I’m struggling to see why this should be an or. Use circuit breakers to prevent overloading or abusing individual instances and use retries, or backup requests to prevent customer impacts.
I've found that the best practice tends to be retry with exponential back off then ultimately log a failure (raising a warning with airbrake, rollbar, etc) and fail hard.
It’s pretty much a semaphore, except that the author seems to tie it in with a Request Volume Threshold that prevents a number of attempts per time as well as a total number here, which is interesting to me where I have an application that will go from phone app to server and hadn’t considered the difference.
That 10 connections is different from 10 instant connections.
Good discussion. My only critique is that a discussion of what is the best kind of failure should always start by discussing how different situations mean different preferences on the kind of failure you get.

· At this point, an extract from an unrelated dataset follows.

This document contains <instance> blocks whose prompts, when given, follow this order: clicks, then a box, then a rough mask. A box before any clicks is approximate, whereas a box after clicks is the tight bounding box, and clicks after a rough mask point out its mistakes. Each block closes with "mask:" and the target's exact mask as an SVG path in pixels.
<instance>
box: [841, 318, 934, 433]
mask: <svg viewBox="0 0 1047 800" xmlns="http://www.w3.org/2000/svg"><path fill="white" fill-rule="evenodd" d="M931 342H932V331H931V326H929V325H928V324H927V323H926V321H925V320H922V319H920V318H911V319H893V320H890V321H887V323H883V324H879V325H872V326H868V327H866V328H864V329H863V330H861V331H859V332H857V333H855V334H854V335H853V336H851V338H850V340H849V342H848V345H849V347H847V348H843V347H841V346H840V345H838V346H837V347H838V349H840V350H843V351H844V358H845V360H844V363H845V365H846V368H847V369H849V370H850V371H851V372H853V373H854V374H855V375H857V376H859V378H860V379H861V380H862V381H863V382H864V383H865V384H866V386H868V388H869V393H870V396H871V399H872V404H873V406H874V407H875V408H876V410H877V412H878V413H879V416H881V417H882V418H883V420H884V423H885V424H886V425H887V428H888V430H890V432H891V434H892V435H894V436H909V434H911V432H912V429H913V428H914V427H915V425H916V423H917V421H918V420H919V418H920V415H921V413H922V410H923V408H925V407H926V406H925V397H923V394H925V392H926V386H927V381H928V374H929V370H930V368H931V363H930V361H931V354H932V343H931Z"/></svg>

A good basic intro. A "circuit breaker" is discussed as independent of the load balancer. Often those functions are combined. How does the load balancer detect when one of its resources has gone down? Or is overloaded and just slow. And how do you keep the load balancer from being a single point of failure?
Not much mention of whether requests are idempotent. Some things you don't want to retry, like payments.
Are you retrying to use different resources? Or in hopes the same resource will come back up? Those imply different strategies. Older telephony systems tried one retry with different resources, then gave up. If a call had failed twice, it probably wasn't a transient problem.
Especially in async msg-based systems. ActiveMQ (and the JMS API) has built in support for setting a message expiration upon sending, but you can also configure all of these policies on the broker itself.
If the system is down for a day, and reports only valid for that day, there is no sense in "catching up". Throw the old work away and start with the fresh stuff.